SM: Do you have a fresh insight regarding something you have discovered in the margins?

JB: I just feel ever more strongly that what I found as just a hint in O God of Players—that leaders and institutions “did” lived religion as much as so-called ordinary people—is important for the study of Catholicism. There needs to be a study of the lived religion of bishops. And some scholars, like Michael Pasquier, are starting to do this, sources permitting.

SM: Currently you are working on Catholicism beyond the boundaries of the Roman Communion. What do you have to offer regarding this project as it emerges?

JB: Last summer I read lots of Anglican historians who were interested in what is now called independent Catholicism because of Anglican anxieties about valid apostolic succession.

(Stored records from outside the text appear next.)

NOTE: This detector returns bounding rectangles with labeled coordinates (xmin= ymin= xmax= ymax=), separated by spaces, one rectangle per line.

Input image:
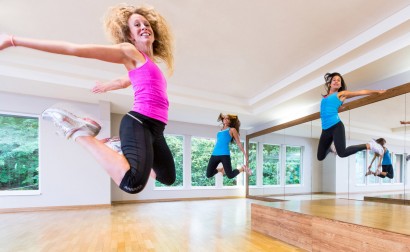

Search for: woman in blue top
xmin=206 ymin=114 xmax=251 ymax=179
xmin=366 ymin=138 xmax=394 ymax=179
xmin=317 ymin=73 xmax=386 ymax=161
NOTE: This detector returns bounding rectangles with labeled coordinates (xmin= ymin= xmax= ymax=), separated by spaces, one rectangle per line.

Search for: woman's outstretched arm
xmin=91 ymin=76 xmax=131 ymax=94
xmin=0 ymin=34 xmax=137 ymax=64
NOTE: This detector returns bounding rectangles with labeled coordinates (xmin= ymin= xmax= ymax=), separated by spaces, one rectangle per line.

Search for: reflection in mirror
xmin=247 ymin=83 xmax=410 ymax=204
xmin=281 ymin=122 xmax=315 ymax=200
xmin=348 ymin=95 xmax=405 ymax=200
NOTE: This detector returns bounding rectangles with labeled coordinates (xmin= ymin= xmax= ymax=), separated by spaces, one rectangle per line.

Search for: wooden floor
xmin=0 ymin=199 xmax=304 ymax=252
xmin=252 ymin=199 xmax=410 ymax=252
xmin=364 ymin=193 xmax=410 ymax=205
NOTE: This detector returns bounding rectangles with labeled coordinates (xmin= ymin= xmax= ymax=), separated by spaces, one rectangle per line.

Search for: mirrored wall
xmin=247 ymin=83 xmax=410 ymax=204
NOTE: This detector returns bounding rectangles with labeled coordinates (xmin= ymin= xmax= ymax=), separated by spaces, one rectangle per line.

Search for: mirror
xmin=246 ymin=83 xmax=410 ymax=201
xmin=348 ymin=95 xmax=406 ymax=201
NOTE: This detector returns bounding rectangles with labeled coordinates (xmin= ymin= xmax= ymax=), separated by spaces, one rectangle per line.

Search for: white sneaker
xmin=369 ymin=139 xmax=384 ymax=156
xmin=41 ymin=108 xmax=101 ymax=139
xmin=242 ymin=165 xmax=252 ymax=176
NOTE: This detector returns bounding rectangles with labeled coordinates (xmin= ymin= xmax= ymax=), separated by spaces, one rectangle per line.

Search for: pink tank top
xmin=128 ymin=53 xmax=169 ymax=124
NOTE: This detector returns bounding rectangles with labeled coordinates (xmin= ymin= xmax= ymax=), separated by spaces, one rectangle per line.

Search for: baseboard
xmin=0 ymin=204 xmax=111 ymax=214
xmin=111 ymin=196 xmax=245 ymax=205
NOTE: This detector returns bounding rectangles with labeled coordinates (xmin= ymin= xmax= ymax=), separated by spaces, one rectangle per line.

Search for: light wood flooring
xmin=0 ymin=199 xmax=303 ymax=252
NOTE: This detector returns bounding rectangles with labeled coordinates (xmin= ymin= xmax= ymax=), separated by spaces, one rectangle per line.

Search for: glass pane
xmin=249 ymin=143 xmax=258 ymax=186
xmin=155 ymin=135 xmax=184 ymax=187
xmin=286 ymin=146 xmax=302 ymax=185
xmin=0 ymin=114 xmax=39 ymax=191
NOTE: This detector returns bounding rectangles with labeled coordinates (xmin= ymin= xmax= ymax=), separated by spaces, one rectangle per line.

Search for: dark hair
xmin=376 ymin=138 xmax=386 ymax=147
xmin=324 ymin=72 xmax=347 ymax=95
xmin=217 ymin=113 xmax=241 ymax=143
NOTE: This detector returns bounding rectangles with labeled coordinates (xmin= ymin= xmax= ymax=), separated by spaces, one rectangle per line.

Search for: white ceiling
xmin=0 ymin=0 xmax=410 ymax=130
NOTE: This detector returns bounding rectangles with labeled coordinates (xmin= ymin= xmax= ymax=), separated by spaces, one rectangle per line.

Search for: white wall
xmin=0 ymin=93 xmax=111 ymax=208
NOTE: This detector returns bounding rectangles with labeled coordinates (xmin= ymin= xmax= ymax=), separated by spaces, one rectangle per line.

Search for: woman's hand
xmin=0 ymin=33 xmax=13 ymax=50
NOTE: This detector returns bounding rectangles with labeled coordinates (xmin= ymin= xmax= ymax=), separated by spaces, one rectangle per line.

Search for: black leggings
xmin=120 ymin=111 xmax=176 ymax=194
xmin=317 ymin=121 xmax=367 ymax=161
xmin=206 ymin=155 xmax=239 ymax=179
xmin=377 ymin=165 xmax=394 ymax=179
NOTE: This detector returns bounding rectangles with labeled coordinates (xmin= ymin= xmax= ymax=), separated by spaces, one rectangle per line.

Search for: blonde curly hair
xmin=217 ymin=113 xmax=241 ymax=143
xmin=104 ymin=4 xmax=174 ymax=74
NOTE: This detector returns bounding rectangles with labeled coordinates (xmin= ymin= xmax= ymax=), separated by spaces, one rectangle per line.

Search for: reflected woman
xmin=317 ymin=72 xmax=386 ymax=161
xmin=400 ymin=121 xmax=410 ymax=161
xmin=206 ymin=113 xmax=251 ymax=179
xmin=366 ymin=138 xmax=394 ymax=179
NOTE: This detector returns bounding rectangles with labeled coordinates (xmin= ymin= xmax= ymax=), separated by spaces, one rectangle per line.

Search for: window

I was simply amazed that this history of “other Catholicisms” existed, yet was not on my radar nor on the radar of the field, because American religious historians were less focused on Catholicism, and historians of U.S. Catholicism assumed the Roman kind. So the summer of 2009 was a wild process of self-education about a segment of the scholarship I didn’t know existed.

SM: What work are you currently reading (academic or otherwise) and how do you see it influencing your scholarship?

JB: I read novels a lot and just trust that they rub off on scholarship in some way. I did not agree with the critical assessments of recent Don DeLillo; I loved The Body Artist and then Falling Man even more so, especially since I was newly living in New York. A long time ago, I wrote about DeLillo’s White Noise as a series of eucharists, in a shopping mall, of course.  Still his writing is so real—or unreal, it hurts.  I can’t wait to read Point Omega.

SM: Here’s a wild card: what question do you wish had been asked here?

JB: What is your best advice for graduate students and pre-tenure scholars in religious studies? It’s a stressful time in a stressful profession. I love my work, but I am not one of those who thinks the only thing to be in the world is a scholar and teacher of religion. Someday I might be happier doing something else. So, this is a Quaker way to put it: listen to the still, small voice within. The research university is not for everyone. Neither is the small liberal arts college; neither is the adjuncting life; neither is full-time position. Then again, you really might love any of those paths. There are contingencies. But there are also many versions of a happy and successful intellectual life.